Module 0: Getting Started with Galaxy and awk

Introduction:

The goal of this class is to familiarize you with modern genomic analysis techniques and their application to the study of plant genomics. Carrying out genomic analysis often involves working with large data sets that are difficult to make sense of using standard spreadsheet and word processing software. Instead, an understanding of bioinformatics and bioinformatic tools is necessary. Doing bioinformatics often requires the use of command line tools and familiarity with at least one scripting language, such as Perl or Python, and at least one statistical programming language, usually R. We will not have time to learn all of these skills this semester, but luckily many bioinformatics tools necessary for genomic analysis have been rendered in a more user friendly form as part of the Galaxy Project. Almost all common analyses, from raw sequence processing to read mapping and variant calling, can be carried out through the Galaxy platform. In addition to gaining familiarity with common command line tools you will also learn to harness the awesome power of AWK, a compact easy to use programming language, to manipulate large text files.

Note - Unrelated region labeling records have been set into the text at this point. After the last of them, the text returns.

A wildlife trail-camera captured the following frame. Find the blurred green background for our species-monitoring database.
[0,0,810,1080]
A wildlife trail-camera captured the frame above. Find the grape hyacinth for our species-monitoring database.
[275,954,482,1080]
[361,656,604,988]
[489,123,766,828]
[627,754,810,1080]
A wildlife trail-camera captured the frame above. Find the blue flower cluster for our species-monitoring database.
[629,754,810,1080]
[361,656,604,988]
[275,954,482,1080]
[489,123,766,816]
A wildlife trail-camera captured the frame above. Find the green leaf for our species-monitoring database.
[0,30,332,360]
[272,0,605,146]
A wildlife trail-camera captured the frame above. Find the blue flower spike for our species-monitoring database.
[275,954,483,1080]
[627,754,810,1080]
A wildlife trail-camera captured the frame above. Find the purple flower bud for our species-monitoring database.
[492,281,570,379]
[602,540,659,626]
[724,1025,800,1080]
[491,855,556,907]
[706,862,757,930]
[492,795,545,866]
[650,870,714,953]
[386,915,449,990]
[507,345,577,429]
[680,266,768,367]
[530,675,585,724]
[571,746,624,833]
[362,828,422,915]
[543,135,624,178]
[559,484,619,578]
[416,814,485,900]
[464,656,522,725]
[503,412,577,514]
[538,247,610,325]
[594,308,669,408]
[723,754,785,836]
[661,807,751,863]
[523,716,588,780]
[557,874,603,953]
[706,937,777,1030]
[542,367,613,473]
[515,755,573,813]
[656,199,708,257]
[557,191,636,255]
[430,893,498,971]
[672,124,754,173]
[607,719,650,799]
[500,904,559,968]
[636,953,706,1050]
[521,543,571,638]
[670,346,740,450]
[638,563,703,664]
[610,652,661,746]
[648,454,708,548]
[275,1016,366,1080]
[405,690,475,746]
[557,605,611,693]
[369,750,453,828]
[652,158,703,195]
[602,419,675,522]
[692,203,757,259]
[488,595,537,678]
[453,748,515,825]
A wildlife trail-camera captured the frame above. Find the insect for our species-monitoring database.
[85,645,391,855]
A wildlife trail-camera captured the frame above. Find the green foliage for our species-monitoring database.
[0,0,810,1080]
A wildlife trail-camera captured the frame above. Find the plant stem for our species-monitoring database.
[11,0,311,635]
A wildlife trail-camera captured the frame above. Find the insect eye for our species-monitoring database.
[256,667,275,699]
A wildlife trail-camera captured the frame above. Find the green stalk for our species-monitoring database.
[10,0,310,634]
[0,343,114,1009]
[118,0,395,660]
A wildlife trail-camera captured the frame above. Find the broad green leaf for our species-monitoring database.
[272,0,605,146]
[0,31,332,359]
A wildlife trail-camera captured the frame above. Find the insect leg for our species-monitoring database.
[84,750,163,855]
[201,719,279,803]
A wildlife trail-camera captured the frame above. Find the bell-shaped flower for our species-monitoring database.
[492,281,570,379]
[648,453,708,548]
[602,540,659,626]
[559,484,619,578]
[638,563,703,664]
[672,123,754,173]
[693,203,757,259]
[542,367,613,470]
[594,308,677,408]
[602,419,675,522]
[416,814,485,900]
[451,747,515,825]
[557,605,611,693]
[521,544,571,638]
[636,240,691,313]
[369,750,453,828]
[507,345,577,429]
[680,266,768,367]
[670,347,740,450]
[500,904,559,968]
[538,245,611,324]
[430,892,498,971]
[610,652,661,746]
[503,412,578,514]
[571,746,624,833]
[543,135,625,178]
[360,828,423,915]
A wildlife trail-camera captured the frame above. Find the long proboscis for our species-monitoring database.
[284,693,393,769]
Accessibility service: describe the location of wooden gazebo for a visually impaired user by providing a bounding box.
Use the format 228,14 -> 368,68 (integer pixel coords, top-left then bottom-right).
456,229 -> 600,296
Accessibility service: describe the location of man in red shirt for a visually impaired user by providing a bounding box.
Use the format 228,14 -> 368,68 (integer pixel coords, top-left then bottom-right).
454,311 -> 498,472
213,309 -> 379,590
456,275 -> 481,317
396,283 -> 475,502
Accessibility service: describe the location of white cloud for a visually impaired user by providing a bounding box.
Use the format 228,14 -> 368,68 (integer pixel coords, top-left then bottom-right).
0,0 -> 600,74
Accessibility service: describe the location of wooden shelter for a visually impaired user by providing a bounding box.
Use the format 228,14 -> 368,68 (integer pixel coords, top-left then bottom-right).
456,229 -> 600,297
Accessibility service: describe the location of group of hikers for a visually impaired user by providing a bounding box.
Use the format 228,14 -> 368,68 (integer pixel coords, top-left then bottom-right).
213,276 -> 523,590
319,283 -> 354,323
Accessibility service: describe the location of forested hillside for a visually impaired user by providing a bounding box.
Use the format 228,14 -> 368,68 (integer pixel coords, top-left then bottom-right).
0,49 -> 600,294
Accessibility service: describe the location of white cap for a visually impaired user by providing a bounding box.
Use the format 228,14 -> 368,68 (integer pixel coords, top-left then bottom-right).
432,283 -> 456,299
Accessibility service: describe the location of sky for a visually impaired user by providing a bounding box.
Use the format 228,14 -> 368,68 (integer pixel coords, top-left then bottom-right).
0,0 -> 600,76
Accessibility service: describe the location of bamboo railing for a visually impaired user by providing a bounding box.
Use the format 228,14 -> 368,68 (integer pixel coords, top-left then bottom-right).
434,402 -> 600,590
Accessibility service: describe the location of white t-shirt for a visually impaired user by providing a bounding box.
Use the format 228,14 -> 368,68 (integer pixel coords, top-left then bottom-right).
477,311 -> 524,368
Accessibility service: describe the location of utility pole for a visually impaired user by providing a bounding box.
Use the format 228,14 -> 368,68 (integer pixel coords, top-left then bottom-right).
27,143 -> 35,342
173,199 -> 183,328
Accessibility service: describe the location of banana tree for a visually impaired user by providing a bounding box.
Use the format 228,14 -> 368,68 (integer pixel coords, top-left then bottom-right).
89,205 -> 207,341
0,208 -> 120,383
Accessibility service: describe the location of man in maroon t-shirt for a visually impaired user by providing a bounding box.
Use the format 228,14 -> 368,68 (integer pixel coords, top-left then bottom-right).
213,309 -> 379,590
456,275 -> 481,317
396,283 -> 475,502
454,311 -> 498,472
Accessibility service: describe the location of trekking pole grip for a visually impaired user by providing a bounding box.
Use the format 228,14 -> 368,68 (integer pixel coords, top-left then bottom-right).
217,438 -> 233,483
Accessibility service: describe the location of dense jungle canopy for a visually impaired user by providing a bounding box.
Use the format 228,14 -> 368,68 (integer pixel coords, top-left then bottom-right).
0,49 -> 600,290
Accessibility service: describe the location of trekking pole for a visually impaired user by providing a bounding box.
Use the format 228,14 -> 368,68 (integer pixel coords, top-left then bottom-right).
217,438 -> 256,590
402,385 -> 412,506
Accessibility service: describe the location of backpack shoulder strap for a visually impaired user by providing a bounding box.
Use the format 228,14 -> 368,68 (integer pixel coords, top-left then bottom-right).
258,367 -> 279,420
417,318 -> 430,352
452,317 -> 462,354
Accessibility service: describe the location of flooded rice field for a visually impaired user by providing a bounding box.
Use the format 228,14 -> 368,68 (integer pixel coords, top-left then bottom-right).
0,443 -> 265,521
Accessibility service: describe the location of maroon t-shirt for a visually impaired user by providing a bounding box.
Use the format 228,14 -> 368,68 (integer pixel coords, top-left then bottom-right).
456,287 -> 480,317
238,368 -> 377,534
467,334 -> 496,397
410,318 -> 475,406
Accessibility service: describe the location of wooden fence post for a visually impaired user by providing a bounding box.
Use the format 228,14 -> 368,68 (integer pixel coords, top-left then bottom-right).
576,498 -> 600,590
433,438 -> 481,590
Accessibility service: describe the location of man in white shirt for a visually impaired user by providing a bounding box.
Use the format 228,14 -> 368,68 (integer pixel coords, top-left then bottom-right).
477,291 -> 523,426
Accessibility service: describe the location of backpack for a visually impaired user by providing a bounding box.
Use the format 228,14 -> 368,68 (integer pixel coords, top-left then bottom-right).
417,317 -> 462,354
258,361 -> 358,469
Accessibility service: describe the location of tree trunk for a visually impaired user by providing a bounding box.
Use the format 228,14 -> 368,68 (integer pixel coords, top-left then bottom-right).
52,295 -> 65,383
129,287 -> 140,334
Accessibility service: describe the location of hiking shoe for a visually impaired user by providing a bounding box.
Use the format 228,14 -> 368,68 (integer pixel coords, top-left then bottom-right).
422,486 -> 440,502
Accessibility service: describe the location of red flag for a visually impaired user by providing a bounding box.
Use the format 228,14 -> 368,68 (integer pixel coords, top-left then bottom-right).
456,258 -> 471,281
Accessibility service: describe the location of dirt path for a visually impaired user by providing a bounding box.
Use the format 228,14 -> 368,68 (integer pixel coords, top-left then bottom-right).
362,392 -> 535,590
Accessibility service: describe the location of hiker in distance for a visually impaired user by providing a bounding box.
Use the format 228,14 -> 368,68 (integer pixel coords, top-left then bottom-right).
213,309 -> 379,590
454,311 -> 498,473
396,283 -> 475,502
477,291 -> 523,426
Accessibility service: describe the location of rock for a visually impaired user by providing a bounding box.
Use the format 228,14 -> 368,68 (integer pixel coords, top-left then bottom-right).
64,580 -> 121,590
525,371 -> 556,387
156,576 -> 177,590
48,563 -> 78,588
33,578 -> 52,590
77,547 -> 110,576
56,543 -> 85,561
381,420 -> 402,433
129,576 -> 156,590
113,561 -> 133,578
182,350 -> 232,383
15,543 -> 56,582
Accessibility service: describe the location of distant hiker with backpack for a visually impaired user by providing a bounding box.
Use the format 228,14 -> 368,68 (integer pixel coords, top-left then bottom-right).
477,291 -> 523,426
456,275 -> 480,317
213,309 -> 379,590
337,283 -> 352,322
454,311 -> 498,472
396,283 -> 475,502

Learning bioinformatics is best done by rolling up your sleeves and doing bioinformatics. To this end you will be given real data sets, which are messy and large, and trained to use the latest bioinformatics tools to carry out relevant data analysis pipelines. In some cases data will be subsetted to reduce size and make assignments more tractable; however, the analysis remains the same as it would with the full sized set. It is our hope that working through the modules in this course will provide you with the necessary activation energy to tackle genomic analysis in your own work.

Throughout the modules you will analyze data from a QTL-Seq study aimed at identifying the genetic basis of flowering time in tomato. You can read the study here. This will involve running quality control on raw sequence data, calling variants, and running statistical analysis to identify SNPs associated with flowering time. However, before you get started on this you will need to set up an account on Galaxy and gain some experience using awk.

Register with Galaxy:

First things first, go to the Galaxy website and set up a free account.

After you register and activate your account click on the “start here” link and work through the Galaxy 101-1 exercise to learn how to work in Galaxy.

**Download and save your BED file with the top five regions. You will need to turn it in.

Locating awk on your system:

This is not a programming class, so class assignments will not require you to do much programming. Instead you will often be provided with awk code to run on data files. The main goal is to show you what tasks can be accomplished with awk and common awk routines. Occasionally, we may provide you with nearly complete code and ask you to fill in the missing code to complete the task. Before we get started you will need to either install or locate awk. Unfortunately, this is operating system dependent.

Linux PC

Awesome!

Just locate the terminal on your system, open it and type “awk” and you should see information about awk printed to your terminal.

Mac

Locate your terminal,open it and type “awk” and you should see information about awk printed to your terminal.

Windows PC

I’m sorry.

You don’t have access to the same terminal as your Mac or Linux counterparts. It’s okay though, you can remedy that by installing Cygwin.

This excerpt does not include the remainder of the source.